Shortly thereafter, on a show of credentials, the group voted to endorse the levy.
SAFE INJECTION SITES: Also from Council Chair McDermott: After he said that the initiative to ban them has submitted enough signatures to make it onto the ballot, he talked about the counterproposal that County Councilmembers are seeking to also get onto the ballot so a “full range” of dialogue can be had. It would propose a 3-year pilot project for 2 sites. “How do we make sure that people are safe and stay alive until they are able to seek services, able to detox and break their addiction?” he asked. He expets the countermeasure to be taken up by the County Council next week.

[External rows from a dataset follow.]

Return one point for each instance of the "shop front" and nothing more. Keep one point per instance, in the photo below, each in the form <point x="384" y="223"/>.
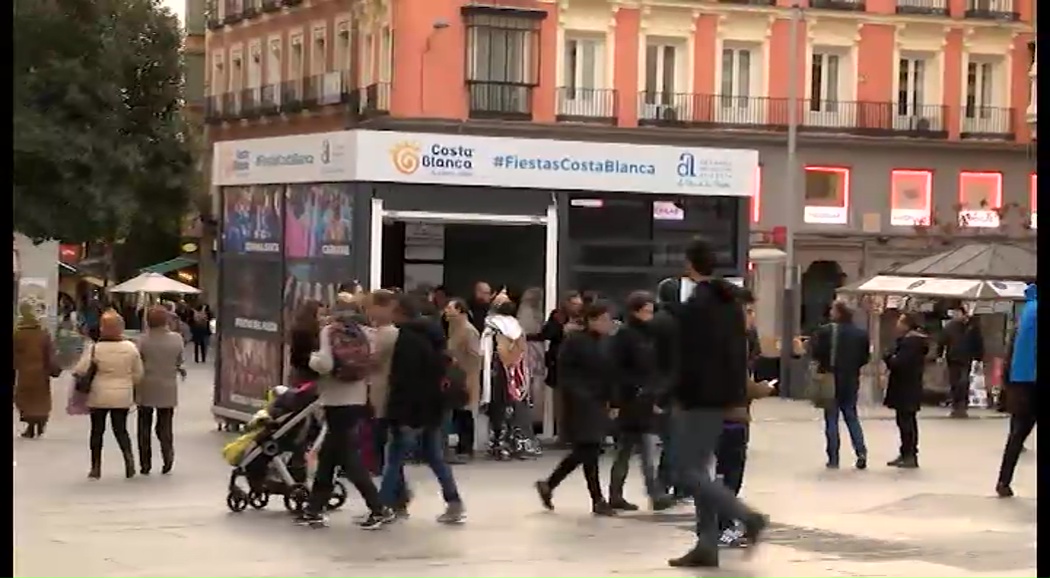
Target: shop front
<point x="400" y="209"/>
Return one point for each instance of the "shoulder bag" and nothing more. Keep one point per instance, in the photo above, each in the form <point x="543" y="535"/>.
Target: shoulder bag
<point x="82" y="383"/>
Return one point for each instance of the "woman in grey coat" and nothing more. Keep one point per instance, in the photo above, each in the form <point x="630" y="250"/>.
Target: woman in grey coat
<point x="158" y="393"/>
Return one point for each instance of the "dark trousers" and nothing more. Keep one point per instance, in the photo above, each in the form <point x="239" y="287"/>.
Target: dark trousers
<point x="731" y="456"/>
<point x="341" y="449"/>
<point x="959" y="384"/>
<point x="1021" y="427"/>
<point x="119" y="422"/>
<point x="201" y="348"/>
<point x="164" y="434"/>
<point x="585" y="455"/>
<point x="907" y="426"/>
<point x="463" y="426"/>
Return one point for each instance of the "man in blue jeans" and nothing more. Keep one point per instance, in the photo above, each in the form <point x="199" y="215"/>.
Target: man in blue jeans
<point x="841" y="348"/>
<point x="416" y="410"/>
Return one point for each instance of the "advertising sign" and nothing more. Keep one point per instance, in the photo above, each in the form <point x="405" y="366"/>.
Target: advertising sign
<point x="565" y="165"/>
<point x="317" y="221"/>
<point x="251" y="220"/>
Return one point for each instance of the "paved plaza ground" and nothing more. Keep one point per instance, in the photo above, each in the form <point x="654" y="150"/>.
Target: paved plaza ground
<point x="941" y="521"/>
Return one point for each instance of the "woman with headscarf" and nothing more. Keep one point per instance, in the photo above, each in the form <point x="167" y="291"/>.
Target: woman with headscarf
<point x="35" y="365"/>
<point x="119" y="370"/>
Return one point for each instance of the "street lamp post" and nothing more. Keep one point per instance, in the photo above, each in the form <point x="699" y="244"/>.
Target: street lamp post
<point x="792" y="210"/>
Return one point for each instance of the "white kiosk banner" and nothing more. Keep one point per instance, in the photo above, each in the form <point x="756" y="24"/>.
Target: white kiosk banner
<point x="374" y="156"/>
<point x="562" y="165"/>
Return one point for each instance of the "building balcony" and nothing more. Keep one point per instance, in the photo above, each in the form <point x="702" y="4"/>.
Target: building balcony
<point x="1002" y="11"/>
<point x="987" y="123"/>
<point x="869" y="119"/>
<point x="500" y="100"/>
<point x="923" y="7"/>
<point x="847" y="5"/>
<point x="587" y="105"/>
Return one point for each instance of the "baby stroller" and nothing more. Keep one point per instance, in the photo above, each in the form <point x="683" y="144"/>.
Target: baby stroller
<point x="271" y="456"/>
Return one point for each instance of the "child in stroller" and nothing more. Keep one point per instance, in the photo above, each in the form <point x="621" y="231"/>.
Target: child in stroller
<point x="271" y="456"/>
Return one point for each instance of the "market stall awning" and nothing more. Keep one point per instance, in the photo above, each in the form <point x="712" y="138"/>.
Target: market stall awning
<point x="975" y="261"/>
<point x="965" y="289"/>
<point x="168" y="266"/>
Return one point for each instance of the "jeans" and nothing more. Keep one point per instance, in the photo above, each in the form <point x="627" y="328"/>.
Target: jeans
<point x="833" y="441"/>
<point x="340" y="448"/>
<point x="164" y="435"/>
<point x="696" y="433"/>
<point x="585" y="455"/>
<point x="431" y="442"/>
<point x="907" y="425"/>
<point x="646" y="444"/>
<point x="1021" y="428"/>
<point x="731" y="457"/>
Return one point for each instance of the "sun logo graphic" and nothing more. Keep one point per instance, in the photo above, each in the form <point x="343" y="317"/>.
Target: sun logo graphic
<point x="405" y="157"/>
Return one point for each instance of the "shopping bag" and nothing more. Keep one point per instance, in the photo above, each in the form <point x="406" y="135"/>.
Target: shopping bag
<point x="77" y="404"/>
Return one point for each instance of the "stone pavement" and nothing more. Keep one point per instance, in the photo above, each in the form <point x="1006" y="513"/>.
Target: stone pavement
<point x="940" y="521"/>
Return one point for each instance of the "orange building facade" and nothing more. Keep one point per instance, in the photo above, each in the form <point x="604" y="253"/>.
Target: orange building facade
<point x="908" y="110"/>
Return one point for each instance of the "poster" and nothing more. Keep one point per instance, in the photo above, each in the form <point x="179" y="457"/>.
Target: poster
<point x="313" y="280"/>
<point x="317" y="221"/>
<point x="251" y="302"/>
<point x="250" y="367"/>
<point x="251" y="220"/>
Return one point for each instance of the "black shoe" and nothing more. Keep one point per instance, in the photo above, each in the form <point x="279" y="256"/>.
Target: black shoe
<point x="604" y="509"/>
<point x="909" y="462"/>
<point x="623" y="504"/>
<point x="546" y="494"/>
<point x="660" y="503"/>
<point x="754" y="528"/>
<point x="378" y="519"/>
<point x="698" y="557"/>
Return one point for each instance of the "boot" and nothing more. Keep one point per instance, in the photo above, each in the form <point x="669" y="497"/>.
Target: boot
<point x="96" y="471"/>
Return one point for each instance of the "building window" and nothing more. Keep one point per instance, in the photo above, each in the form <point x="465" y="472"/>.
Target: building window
<point x="1032" y="200"/>
<point x="583" y="67"/>
<point x="662" y="73"/>
<point x="503" y="59"/>
<point x="980" y="78"/>
<point x="910" y="86"/>
<point x="910" y="201"/>
<point x="826" y="195"/>
<point x="824" y="82"/>
<point x="980" y="197"/>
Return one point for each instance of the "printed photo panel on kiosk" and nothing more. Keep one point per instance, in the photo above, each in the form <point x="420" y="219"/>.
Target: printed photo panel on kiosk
<point x="318" y="221"/>
<point x="250" y="367"/>
<point x="252" y="220"/>
<point x="251" y="296"/>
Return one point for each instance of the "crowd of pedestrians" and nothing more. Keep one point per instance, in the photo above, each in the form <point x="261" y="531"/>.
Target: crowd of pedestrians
<point x="398" y="372"/>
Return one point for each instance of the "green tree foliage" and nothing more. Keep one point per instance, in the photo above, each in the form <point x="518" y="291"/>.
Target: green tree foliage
<point x="101" y="146"/>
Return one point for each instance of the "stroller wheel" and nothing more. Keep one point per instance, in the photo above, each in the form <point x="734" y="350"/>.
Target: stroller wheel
<point x="258" y="500"/>
<point x="296" y="498"/>
<point x="236" y="500"/>
<point x="338" y="497"/>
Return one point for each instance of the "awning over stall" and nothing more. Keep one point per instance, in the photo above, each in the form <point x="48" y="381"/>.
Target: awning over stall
<point x="975" y="261"/>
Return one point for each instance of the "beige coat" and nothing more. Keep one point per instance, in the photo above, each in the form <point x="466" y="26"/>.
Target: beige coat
<point x="162" y="357"/>
<point x="464" y="348"/>
<point x="383" y="341"/>
<point x="120" y="370"/>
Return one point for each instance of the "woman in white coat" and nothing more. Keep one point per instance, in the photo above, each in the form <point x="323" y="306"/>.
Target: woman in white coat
<point x="120" y="370"/>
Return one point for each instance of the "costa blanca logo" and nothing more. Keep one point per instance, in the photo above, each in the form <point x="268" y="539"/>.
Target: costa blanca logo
<point x="405" y="158"/>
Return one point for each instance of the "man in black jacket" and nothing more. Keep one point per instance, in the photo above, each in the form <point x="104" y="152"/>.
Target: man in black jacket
<point x="416" y="409"/>
<point x="712" y="376"/>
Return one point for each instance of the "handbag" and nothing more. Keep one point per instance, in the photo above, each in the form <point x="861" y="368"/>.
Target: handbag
<point x="82" y="383"/>
<point x="821" y="390"/>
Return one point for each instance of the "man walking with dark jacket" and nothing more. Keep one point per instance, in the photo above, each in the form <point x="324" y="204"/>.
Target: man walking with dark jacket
<point x="712" y="377"/>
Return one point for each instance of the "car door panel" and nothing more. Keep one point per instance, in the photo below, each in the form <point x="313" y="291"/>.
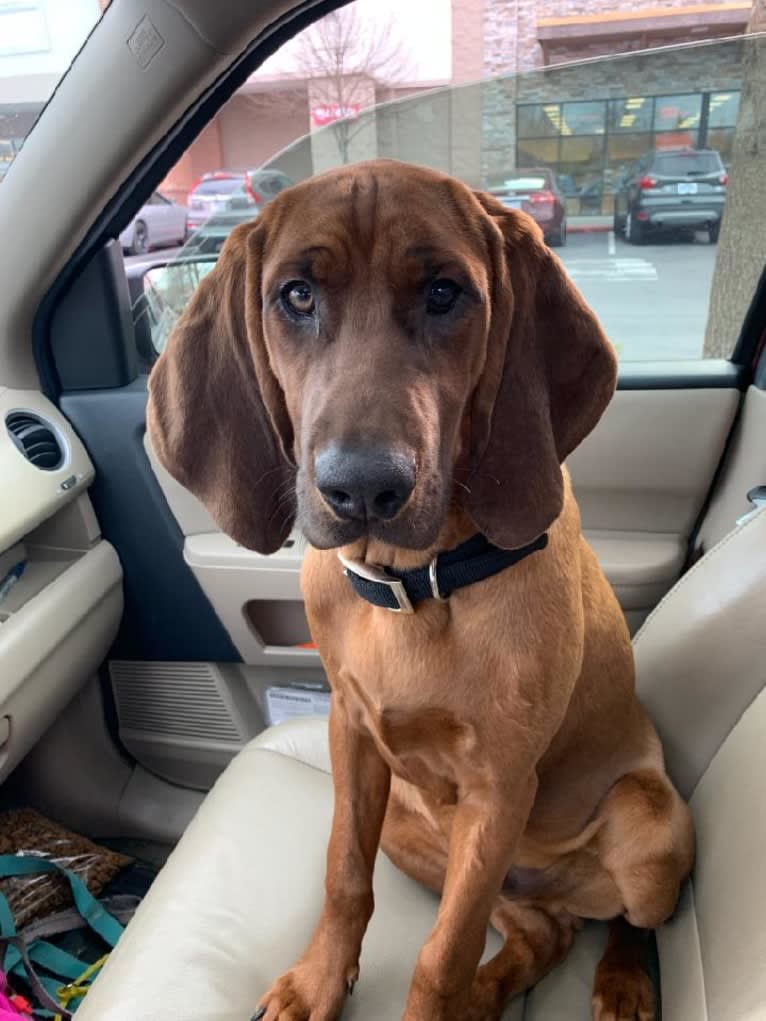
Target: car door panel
<point x="61" y="614"/>
<point x="183" y="711"/>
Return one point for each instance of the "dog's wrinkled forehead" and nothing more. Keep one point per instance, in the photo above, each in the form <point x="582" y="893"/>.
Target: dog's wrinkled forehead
<point x="372" y="219"/>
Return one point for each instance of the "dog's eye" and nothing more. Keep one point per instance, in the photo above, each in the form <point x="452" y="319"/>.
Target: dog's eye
<point x="441" y="296"/>
<point x="298" y="297"/>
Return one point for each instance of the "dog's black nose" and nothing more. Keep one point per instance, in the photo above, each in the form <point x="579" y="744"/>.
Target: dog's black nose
<point x="365" y="484"/>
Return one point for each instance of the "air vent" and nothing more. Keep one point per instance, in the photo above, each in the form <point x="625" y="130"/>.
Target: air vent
<point x="36" y="439"/>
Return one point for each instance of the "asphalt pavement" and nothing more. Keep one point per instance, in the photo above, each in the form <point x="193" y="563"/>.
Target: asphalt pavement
<point x="652" y="299"/>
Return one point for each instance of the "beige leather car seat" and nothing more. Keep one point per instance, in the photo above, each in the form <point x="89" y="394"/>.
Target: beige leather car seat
<point x="238" y="897"/>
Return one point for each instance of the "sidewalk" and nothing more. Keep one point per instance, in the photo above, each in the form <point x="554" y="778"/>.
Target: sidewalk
<point x="588" y="225"/>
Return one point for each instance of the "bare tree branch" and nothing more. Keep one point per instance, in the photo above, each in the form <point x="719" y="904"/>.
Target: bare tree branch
<point x="341" y="54"/>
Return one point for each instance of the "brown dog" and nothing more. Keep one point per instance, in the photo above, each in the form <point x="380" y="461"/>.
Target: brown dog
<point x="401" y="362"/>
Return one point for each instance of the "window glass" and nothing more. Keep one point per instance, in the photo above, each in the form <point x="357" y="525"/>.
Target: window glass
<point x="582" y="158"/>
<point x="631" y="114"/>
<point x="539" y="120"/>
<point x="538" y="152"/>
<point x="685" y="163"/>
<point x="677" y="113"/>
<point x="219" y="186"/>
<point x="513" y="113"/>
<point x="526" y="183"/>
<point x="583" y="118"/>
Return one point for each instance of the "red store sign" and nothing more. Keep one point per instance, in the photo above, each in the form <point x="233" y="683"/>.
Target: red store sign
<point x="322" y="115"/>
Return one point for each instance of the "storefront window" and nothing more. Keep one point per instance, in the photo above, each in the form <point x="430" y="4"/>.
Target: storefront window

TRICK-OR-VOTE: Second vice-chair Michael Taylor-Judd suggested that members go out and doorbell on Halloween “at a time when (residents) are open to people coming to their door.” They’re taking signups for people who are interested – gathering groups for Burien, West Seattle, or Vashon – or, you can do it on your own.
UPCOMING INITIATIVE: Ann Martin told the group that a ranked-choice-voting initiative is going to be circulated. One prime reason it’s needed, she said, was exemplified by the Seattle mayoral primary earlier this year, with 20-plus candidates on the ballot. She said it’ll be “explain(ed) in more detail later,” but first, 31,000 city ballot signatures need to be collected by next March.